The Bubonic Plague, known more commonly as the Black Death, was a fatal disease that ravaged Asia and Europe during the mid-14th century. Although the destruction the Plague brought upon Europe in terms of deaths was enormous, the Islamic world arguably suffered more due to the fact that plague epidemics continually returned to the Islamic world up until the 19th century. The recurrence of the disease caused Muslim populations to never recover from the losses suffered and a resulting demographic shift that arguably helped Europe to surpass the Islamic world's previous superiority in scholarship.
The Islamic world had suffered at least five major plague epidemics before the Black Death in the 14th century, yet the Black Death was far more deadly than any of the previous epidemics that had hit the Islamic world. Medieval Muslims had no scientific explanation for the disease and thus Islamic societies began to believe that the plague was of divine origin. Religious teachers declared that for the righteous Muslim death by plague was a blessing, a martyrdom like death in defense of Islam, which ensured the victim a heavenly reward. For the infidel death by plague was considered a punishment for sin that condemned one to hell. As with all acts of Allah, the pestilence seen as just, merciful, good, and could not be avoided. Since God specifically chose each victim, there could be no random spreading of the disease by contagion, nor could one escape death by flight or medication. From these views, Muslims formed three basic tenets for coping with the plague: The disease was a mercy and martyrdom from God for the faithful Muslim but a punishment for the infidel, a Muslim should neither enter nor flee a plague-stricken land, and there was no contagion of the plague because diseases came directly from God (Dols, 23).

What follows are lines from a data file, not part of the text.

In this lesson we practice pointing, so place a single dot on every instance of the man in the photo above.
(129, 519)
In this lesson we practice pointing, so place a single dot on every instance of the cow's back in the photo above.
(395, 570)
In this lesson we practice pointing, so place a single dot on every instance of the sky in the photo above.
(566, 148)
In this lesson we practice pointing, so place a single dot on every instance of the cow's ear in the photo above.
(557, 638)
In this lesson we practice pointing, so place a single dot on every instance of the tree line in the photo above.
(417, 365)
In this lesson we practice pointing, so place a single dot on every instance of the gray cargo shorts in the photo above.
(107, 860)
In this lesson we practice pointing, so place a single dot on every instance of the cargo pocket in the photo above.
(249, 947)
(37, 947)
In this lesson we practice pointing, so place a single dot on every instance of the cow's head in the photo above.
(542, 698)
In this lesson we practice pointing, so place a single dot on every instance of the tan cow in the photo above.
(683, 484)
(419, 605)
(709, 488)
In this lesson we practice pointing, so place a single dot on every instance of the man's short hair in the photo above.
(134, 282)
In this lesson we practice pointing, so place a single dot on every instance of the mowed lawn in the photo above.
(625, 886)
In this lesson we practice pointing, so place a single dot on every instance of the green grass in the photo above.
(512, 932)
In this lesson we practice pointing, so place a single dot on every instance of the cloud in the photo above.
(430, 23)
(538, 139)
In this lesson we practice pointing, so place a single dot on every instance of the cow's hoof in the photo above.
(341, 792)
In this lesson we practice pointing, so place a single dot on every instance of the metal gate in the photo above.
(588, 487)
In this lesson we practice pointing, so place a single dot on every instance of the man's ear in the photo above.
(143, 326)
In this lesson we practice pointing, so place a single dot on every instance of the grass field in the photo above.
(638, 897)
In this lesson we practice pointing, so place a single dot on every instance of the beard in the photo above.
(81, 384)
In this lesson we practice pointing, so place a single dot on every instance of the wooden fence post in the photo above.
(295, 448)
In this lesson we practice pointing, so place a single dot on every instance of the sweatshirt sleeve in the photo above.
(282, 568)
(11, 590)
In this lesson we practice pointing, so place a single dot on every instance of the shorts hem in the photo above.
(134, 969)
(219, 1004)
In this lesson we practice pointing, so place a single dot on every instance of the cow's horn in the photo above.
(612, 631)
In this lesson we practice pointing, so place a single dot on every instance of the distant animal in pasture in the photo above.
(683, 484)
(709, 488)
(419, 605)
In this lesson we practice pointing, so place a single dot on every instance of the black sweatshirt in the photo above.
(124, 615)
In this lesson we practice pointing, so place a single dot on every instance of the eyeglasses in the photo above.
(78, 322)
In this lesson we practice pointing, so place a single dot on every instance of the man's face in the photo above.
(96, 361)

These tenets began to cause a social divide in the Islamic world. Contrary to the popular view, Muslim scientists and physicians had a tough time believing in these tenets, the third one in particular, due to the increasing amount of evidence that a contagion actually existed. In addition, physicians usually felt it was their duty to treat those infected in any way they could; this conflicted with the theological view held by many Muslims that the Plague was a direct product of God and thus must simply be endured. Even some theologians began to have issues with these tenets when the plague hit the holy city of Mecca in 1349. The Islamic Prophet had promised that no disease would never come to either Mecca or Medina, so when the holy city was devastated by the disease, people began to doubt the disease’s proposed holy origin. Some Muslims reasoned that the Plague's presence in Mecca was a direct result of some of its inhabitants being unbelievers, while others rejoiced that it never spread to Medina. The disagreement between those who believed the Plague was the doing of God and those who did not created tension in medieval Islamic society.